MEMBER’S STATEMENT ON COORDINATION OF LANGUAGE REVITALIZATION STRATEGIES

Thank you, Mr. Speaker. The NWT is a proud territory with 11 official languages, nine of them Aboriginal representing the moral fabric of our culture and self-identity.

As proud as many of us are to declare this statistic to visitors and diplomats, it saddens me to think that not all is well in the world of northern language and culture. Evidently, many of our Aboriginal languages are in decline. Some are even suspected of extinction if we don’t react accordingly.

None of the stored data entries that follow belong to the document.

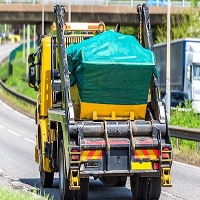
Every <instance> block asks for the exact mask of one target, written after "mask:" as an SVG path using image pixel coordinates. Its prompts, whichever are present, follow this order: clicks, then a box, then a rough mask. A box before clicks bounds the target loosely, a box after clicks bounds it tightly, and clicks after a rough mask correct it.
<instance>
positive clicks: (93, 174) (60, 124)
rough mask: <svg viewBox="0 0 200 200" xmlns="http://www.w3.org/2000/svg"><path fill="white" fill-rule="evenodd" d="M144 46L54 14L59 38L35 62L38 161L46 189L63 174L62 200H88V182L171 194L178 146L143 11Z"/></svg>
mask: <svg viewBox="0 0 200 200" xmlns="http://www.w3.org/2000/svg"><path fill="white" fill-rule="evenodd" d="M137 11H138V17H139V22H138V24H139V32H138V36H139V37H138V40H139V41H138V40H137V39H136V38H135V37H134V36H131V35H124V34H121V33H120V25H119V24H118V25H117V26H116V29H115V30H114V31H109V30H106V26H105V24H104V23H103V22H99V23H73V22H72V23H66V22H65V21H64V13H65V8H64V6H59V5H56V6H55V7H54V12H55V23H54V25H53V30H54V31H55V35H50V36H42V37H41V40H40V44H39V46H38V47H37V49H36V51H35V53H32V54H30V55H29V60H28V62H29V64H30V66H29V86H30V87H32V88H34V89H35V90H36V91H37V93H38V100H37V107H36V112H35V121H36V124H37V127H38V129H37V134H36V146H35V161H36V163H39V171H40V179H41V185H42V186H43V187H52V185H53V180H54V173H56V172H58V173H59V190H60V195H61V199H65V200H73V199H75V200H87V198H88V192H89V179H90V178H92V177H93V178H94V179H99V180H100V181H102V183H103V184H104V185H107V186H113V187H116V186H122V187H124V186H125V185H126V182H127V178H129V179H130V187H131V192H132V196H133V199H137V200H138V199H159V197H160V194H161V187H162V186H171V185H172V184H171V165H172V145H171V141H170V134H169V129H168V125H167V119H166V114H165V108H164V105H163V103H162V101H161V100H160V99H159V94H158V88H157V86H156V78H157V76H158V74H157V69H156V65H155V56H154V53H153V39H152V32H151V25H150V17H149V11H148V7H147V6H146V4H142V5H138V6H137Z"/></svg>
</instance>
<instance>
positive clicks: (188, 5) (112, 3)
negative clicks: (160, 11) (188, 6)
mask: <svg viewBox="0 0 200 200" xmlns="http://www.w3.org/2000/svg"><path fill="white" fill-rule="evenodd" d="M57 2H58V1H57V0H50V1H41V0H2V1H0V4H1V3H4V4H12V3H13V4H14V3H24V4H45V5H52V4H53V5H55V4H56V3H57ZM150 2H151V1H150ZM142 3H144V1H137V0H124V1H122V0H93V1H91V0H73V1H72V2H71V5H106V6H110V5H131V6H136V5H137V4H142ZM160 3H162V1H160V0H158V3H157V4H156V3H154V4H155V5H154V6H157V5H158V6H160ZM59 4H61V5H65V4H68V3H66V0H60V1H59ZM147 4H148V1H147ZM170 4H171V6H190V5H191V4H190V1H189V0H186V1H184V0H181V1H177V0H171V1H170ZM162 5H163V4H162Z"/></svg>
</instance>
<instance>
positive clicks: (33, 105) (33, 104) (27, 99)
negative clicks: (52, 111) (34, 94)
mask: <svg viewBox="0 0 200 200" xmlns="http://www.w3.org/2000/svg"><path fill="white" fill-rule="evenodd" d="M0 87H1V88H2V89H3V90H4V92H6V93H7V94H9V95H10V96H12V97H13V98H15V99H18V100H19V101H21V102H23V104H24V105H29V106H36V105H37V103H36V101H35V100H33V99H31V98H29V97H26V96H24V95H22V94H19V93H17V92H15V91H13V90H11V89H9V88H8V87H7V86H6V85H5V84H4V83H3V82H2V81H1V80H0Z"/></svg>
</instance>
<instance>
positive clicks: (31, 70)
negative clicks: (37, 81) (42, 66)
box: [28, 64, 36, 88]
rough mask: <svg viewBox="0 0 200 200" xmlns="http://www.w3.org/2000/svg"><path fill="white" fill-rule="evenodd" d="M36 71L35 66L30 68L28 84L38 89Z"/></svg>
mask: <svg viewBox="0 0 200 200" xmlns="http://www.w3.org/2000/svg"><path fill="white" fill-rule="evenodd" d="M35 82H36V71H35V64H31V65H30V66H29V73H28V84H29V87H31V88H36V86H35Z"/></svg>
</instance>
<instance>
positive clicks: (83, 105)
mask: <svg viewBox="0 0 200 200" xmlns="http://www.w3.org/2000/svg"><path fill="white" fill-rule="evenodd" d="M146 106H147V105H146V104H141V105H114V104H98V103H86V102H81V103H80V119H92V120H128V119H129V120H134V119H144V118H145V114H146Z"/></svg>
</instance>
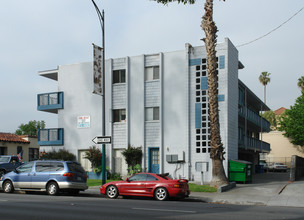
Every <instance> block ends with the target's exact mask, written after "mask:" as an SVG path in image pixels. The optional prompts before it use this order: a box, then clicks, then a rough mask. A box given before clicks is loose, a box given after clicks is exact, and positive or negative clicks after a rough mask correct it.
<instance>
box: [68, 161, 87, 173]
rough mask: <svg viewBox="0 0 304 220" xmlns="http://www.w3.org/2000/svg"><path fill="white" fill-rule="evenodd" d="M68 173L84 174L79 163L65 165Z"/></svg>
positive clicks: (74, 162) (83, 171)
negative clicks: (69, 171) (67, 167)
mask: <svg viewBox="0 0 304 220" xmlns="http://www.w3.org/2000/svg"><path fill="white" fill-rule="evenodd" d="M67 165H68V167H69V170H70V172H79V173H85V171H84V169H83V168H82V166H81V165H80V164H79V163H76V162H72V163H67Z"/></svg>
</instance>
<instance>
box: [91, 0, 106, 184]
mask: <svg viewBox="0 0 304 220" xmlns="http://www.w3.org/2000/svg"><path fill="white" fill-rule="evenodd" d="M92 3H93V5H94V7H95V10H96V12H97V15H98V18H99V22H100V26H101V30H102V48H103V50H102V90H103V91H102V93H103V94H102V133H101V134H102V136H105V130H106V129H105V33H104V32H105V29H104V25H105V23H104V10H102V13H100V10H99V8H98V7H97V5H96V3H95V2H94V0H92ZM105 183H106V150H105V144H102V184H105Z"/></svg>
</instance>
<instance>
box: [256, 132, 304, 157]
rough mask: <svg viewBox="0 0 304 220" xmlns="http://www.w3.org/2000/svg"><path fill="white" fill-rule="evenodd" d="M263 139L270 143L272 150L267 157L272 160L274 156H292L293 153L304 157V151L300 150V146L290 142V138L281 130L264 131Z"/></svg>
mask: <svg viewBox="0 0 304 220" xmlns="http://www.w3.org/2000/svg"><path fill="white" fill-rule="evenodd" d="M262 138H263V141H265V142H267V143H269V144H270V148H271V151H270V153H269V154H268V155H267V157H266V158H268V159H269V160H271V159H272V158H280V157H281V158H283V157H288V158H290V157H291V156H292V155H297V156H299V157H304V152H303V151H302V152H301V151H300V150H298V149H301V148H300V147H299V146H296V145H293V144H291V143H290V142H289V140H288V138H286V137H284V136H283V132H281V131H271V132H269V133H263V135H262Z"/></svg>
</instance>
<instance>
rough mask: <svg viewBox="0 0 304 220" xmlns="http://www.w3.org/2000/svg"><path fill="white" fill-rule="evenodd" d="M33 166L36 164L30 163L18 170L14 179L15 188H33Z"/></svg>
mask: <svg viewBox="0 0 304 220" xmlns="http://www.w3.org/2000/svg"><path fill="white" fill-rule="evenodd" d="M33 165H34V162H29V163H27V164H24V165H22V166H20V167H18V168H17V169H16V175H14V176H13V177H12V181H13V182H14V187H15V188H27V189H28V188H31V185H32V170H33Z"/></svg>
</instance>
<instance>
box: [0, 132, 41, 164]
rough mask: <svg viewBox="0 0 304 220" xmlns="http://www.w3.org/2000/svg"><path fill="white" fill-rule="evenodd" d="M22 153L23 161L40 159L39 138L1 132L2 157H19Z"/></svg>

Somebody must be asking, how is this possible when we pour millions of dollars annually into language and culture programs and services? The answer is not easily rectified with a dollar figure but more riddled with a crisis of governance, saddled with a lack of coordination and plagued with bureaucracy. If this sounds familiar, it should.

As with any attempt to deal with an issue through a myriad of different governments, so too is the complexity of accountability and transparency that is lost in design.

It is not the fault of any one party or agency or government as to why we face an Aboriginal language crisis in the North. We orphaned it years ago to the chagrin of complacency and, sadly, to its own colonialism and demise.

I have said on many occasions, to what rationale do we owe a language or culture to flourish when we have competing strategies such as the Aboriginal Languages Board directives, the Aboriginal Revitalization Languages Board directives, the Aboriginal governments’ five-year language plans, ECE’s 10-year Strategic Framework for Culture and Heritage, an Aboriginal Languages Secretariat accountability plan, the NWT Languages Commissioner monitoring plan and, of course, the recent department’s review of the Aboriginal Languages and Culture-Based Education or ALCB directive?

I have serious concerns about the viability and effectiveness of this recent ALCB directive and note a lack of coordination of all these recent levels of governance. I mean, how on earth is language supposed to survive the smothering blanket of bureaucracy? This is foolishness and it must stop.

I call upon the Minister of Education to look at this serious lack on this coordinated territorial approach to Aboriginal languages and to properly clarify and justify all these various labels of competing governance. Thank you, Mr. Speaker.

Speaker: MR. SPEAKER

Thank you, Mr. Dolynny. Member for Nahendeh, Mr. Menicoche.